- Born: Edmund John Cuthbertson 6 June 1904 Toronto, Ontario, Canada
- Died: 10 February 1941 (aged 36) Glasgow, Scotland, UK
- Genres: Jazz; swing; British dance band;
- Occupations: Bandleader; actor;
- Years active: 1934–1941
- Partner: Chili Bouchier (1935–1941)

= Teddy Joyce =

Canadian swing bandleader and actor (1904–1941)

Teddy Joyce (born Edmund John Cuthbertson; 6 June 1904 – 10 February 1941) was a Canadian-born English swing jazz bandleader and actor.

== Early life ==
Teddy Joyce was born in Toronto, Ontario, Canada. Originally training to be a violinist, he suffered an accident to his hand which prevented him from performing professionally.

== Career ==
In January 1934, he traveled to England, and in April of that year, took up a position as master of ceremonies at the Kit-Cat Club (Haymarket, London), where he organised and led a band until 1940.

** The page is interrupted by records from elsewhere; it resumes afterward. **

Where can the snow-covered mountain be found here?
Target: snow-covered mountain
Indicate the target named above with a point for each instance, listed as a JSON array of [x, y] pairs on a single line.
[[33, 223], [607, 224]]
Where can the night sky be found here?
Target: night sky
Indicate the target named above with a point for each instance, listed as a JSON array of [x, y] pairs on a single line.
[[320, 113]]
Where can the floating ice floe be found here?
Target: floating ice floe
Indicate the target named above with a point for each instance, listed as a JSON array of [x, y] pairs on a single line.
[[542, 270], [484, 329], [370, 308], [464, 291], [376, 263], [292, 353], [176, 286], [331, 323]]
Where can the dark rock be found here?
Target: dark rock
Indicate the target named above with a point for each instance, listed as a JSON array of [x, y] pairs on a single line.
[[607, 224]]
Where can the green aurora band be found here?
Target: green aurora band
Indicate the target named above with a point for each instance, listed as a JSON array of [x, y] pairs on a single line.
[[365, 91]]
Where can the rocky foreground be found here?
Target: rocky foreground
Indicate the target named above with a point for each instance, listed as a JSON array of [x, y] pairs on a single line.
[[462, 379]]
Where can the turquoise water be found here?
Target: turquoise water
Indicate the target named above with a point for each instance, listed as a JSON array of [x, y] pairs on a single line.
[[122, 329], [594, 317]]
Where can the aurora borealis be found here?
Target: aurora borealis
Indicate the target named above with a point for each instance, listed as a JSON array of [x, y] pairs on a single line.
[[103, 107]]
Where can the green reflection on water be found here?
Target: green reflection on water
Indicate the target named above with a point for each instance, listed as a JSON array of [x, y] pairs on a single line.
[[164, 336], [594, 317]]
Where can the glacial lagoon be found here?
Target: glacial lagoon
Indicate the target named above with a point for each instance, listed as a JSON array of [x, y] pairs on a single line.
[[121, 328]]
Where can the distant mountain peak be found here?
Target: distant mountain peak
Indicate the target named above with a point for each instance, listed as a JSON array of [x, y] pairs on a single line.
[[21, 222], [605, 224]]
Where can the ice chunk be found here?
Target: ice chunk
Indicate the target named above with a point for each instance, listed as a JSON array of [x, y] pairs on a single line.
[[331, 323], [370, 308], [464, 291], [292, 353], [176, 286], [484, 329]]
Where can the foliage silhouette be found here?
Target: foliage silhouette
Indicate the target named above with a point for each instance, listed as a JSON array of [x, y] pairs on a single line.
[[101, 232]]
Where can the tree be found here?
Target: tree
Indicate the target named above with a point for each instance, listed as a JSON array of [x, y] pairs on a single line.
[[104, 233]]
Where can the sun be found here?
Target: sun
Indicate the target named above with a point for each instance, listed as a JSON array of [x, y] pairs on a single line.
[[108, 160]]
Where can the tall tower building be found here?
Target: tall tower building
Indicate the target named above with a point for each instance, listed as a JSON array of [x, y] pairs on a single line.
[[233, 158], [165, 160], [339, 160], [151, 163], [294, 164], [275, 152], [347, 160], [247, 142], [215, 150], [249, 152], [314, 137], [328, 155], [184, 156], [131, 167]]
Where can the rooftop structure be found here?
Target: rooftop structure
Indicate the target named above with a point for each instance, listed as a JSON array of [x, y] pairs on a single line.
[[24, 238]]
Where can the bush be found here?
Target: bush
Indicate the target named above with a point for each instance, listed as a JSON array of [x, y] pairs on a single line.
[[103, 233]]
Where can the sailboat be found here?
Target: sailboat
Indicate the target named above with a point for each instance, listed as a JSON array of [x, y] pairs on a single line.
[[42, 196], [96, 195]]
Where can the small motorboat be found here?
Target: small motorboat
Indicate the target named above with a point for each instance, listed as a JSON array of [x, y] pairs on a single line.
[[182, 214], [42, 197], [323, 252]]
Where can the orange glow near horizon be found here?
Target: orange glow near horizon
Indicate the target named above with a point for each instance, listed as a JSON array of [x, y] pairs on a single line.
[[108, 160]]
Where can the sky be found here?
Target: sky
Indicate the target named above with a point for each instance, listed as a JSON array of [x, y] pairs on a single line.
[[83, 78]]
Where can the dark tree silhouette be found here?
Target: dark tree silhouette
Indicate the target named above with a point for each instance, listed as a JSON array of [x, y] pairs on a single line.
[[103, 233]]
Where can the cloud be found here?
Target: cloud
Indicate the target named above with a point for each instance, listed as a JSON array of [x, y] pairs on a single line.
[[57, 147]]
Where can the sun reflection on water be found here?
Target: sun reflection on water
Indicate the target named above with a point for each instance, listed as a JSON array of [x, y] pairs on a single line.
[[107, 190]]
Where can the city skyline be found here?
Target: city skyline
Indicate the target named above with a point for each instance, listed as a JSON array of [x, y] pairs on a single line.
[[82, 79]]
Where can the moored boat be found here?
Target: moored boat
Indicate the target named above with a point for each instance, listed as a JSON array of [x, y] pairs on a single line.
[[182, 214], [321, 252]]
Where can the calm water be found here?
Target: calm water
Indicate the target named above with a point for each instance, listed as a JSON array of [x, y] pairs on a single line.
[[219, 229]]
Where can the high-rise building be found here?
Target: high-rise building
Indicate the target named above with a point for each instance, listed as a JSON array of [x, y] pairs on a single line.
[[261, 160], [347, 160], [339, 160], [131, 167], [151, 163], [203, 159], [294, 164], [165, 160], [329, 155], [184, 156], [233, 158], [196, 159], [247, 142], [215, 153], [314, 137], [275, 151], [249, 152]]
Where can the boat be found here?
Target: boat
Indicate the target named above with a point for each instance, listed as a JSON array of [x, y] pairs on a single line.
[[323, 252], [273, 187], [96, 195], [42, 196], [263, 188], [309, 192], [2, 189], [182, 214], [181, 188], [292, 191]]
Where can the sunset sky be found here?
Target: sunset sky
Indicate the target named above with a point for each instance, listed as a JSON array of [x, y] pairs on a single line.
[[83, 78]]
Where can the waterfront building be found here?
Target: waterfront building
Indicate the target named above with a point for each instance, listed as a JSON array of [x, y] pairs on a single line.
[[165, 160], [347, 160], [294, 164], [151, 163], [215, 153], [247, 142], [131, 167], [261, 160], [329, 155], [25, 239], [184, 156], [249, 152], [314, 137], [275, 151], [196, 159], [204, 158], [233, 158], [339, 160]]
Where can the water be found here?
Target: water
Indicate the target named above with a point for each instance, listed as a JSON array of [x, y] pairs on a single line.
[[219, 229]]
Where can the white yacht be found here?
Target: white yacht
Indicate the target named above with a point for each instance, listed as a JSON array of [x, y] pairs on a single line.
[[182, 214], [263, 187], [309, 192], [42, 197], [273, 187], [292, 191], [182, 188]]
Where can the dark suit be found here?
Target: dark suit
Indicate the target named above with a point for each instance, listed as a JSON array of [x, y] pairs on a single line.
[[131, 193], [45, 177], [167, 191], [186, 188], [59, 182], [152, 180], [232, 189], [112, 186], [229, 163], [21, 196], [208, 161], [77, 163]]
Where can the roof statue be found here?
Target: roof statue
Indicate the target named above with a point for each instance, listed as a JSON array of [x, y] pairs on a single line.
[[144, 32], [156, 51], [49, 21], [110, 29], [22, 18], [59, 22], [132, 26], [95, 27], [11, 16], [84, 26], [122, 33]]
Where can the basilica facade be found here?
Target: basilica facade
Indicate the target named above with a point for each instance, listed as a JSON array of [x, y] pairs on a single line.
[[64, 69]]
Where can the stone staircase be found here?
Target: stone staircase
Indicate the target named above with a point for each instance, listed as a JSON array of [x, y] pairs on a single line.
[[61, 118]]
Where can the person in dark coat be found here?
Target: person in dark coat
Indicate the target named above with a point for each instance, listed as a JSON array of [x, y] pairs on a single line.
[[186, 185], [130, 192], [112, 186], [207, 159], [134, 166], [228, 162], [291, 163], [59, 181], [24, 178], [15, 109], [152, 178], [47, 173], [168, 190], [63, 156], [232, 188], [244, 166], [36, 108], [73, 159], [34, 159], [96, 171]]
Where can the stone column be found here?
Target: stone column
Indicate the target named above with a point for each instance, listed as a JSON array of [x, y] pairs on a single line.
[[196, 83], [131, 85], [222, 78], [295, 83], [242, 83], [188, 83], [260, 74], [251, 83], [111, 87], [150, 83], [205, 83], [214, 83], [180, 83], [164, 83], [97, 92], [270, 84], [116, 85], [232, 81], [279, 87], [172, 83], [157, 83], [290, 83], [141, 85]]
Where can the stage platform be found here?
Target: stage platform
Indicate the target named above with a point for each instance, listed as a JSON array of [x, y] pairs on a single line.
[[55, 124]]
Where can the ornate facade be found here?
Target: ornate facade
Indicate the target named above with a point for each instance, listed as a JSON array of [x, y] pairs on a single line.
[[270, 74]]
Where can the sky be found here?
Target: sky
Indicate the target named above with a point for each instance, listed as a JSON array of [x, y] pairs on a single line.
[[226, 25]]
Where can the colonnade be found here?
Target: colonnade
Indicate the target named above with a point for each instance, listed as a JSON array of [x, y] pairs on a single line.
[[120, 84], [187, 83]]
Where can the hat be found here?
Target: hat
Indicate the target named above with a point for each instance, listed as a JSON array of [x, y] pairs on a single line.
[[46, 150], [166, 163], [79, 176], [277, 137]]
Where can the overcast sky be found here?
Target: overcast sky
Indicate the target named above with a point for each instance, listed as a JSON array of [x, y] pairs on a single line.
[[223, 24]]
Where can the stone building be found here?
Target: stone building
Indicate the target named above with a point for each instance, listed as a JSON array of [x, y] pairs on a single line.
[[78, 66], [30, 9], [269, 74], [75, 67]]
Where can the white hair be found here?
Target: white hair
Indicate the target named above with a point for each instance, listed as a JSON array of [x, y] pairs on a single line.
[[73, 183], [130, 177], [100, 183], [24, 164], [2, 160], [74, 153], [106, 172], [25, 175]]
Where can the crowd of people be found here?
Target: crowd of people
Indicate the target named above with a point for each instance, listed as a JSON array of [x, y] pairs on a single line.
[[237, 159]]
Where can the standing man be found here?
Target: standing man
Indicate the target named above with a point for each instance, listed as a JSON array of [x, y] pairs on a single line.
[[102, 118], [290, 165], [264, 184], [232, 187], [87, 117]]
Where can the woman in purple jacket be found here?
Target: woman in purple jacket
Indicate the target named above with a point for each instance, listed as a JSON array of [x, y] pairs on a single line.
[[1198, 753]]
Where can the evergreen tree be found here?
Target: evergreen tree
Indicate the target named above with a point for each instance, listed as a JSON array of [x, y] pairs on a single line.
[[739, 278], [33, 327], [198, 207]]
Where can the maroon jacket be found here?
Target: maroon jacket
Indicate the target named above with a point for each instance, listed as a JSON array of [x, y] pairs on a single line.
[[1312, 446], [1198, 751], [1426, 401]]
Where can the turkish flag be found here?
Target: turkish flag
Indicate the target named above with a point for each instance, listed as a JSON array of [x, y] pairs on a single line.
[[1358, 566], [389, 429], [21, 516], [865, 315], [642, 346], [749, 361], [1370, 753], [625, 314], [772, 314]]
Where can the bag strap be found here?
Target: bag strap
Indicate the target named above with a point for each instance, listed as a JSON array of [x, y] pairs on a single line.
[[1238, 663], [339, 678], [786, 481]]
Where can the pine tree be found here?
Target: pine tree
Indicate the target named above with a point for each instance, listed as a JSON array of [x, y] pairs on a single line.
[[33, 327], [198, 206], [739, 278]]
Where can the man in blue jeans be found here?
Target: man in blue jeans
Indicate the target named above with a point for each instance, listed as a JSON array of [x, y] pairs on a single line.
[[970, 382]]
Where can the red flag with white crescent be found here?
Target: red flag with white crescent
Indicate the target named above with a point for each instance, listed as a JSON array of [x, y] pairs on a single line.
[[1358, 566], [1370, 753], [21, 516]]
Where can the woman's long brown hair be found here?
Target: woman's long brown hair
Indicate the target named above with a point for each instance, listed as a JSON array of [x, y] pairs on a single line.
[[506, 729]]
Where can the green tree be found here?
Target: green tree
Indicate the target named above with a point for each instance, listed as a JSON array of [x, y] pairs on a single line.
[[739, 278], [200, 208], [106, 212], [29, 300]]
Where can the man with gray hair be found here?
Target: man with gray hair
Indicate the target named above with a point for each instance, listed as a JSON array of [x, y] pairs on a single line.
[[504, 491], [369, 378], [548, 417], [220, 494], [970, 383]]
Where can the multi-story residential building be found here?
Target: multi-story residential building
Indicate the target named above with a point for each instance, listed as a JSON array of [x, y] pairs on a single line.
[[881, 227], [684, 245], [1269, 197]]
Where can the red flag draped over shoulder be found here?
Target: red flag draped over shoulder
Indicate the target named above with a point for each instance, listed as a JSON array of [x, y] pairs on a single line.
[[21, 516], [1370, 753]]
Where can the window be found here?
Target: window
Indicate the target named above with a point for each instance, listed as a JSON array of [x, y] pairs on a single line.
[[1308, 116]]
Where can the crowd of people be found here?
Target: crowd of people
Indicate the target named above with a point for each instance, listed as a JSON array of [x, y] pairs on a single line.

Around 1936, Joyce formed a male dance band, and later, also started an all-female band called The Girl Friends. Mabel Willis-Browne (1911–2001), who at the time led the Petulengro band at the Kit-Cat Club, was offered a job by Joyce as lead violinist of the female band. In her memoir, Willis-Browne recounted her time in the band: "His presentation was to be completely different – very stylish and slick [...] Routine was very strict – almost daily rehearsals and each section – strings, saxes and brass – were expected to 'warm up' before every show. Teddy would shout from his room if he didn't hear us." Also hired to the band were Ivy Benson, lead saxophonist and clarinet; Blanche Coleman, second violin (1910–2008; who would later go on to become a bandleader, herself); and bassist Elsie Ford; there would be twenty-four women in the group. Towards the end of 1936, the Teddy Joyce band was auditioned by the BBC, who was interested in employing more female musicians for their broadcasts. Orchestration for the band was done by Bob Busby. About this engagement, Willis-Browne noted positive critical reception, including a BBC description of the band as having "a tone like cream and a knife-like attack".

During 1938–1940, he performed on various radio shows.

Joyce also had an acting career, and he appeared in the films Crooner (1932), Radio Follies (1934), and Business Is a Pleasure (1934).

== Personal life ==
He met British actress Chili Bouchier in 1935, and they became engaged the following year; however, he died before they could marry.

Joyce died after suffering from meningitis, on 10 February 1941, aged 34, in Glasgow, Scotland.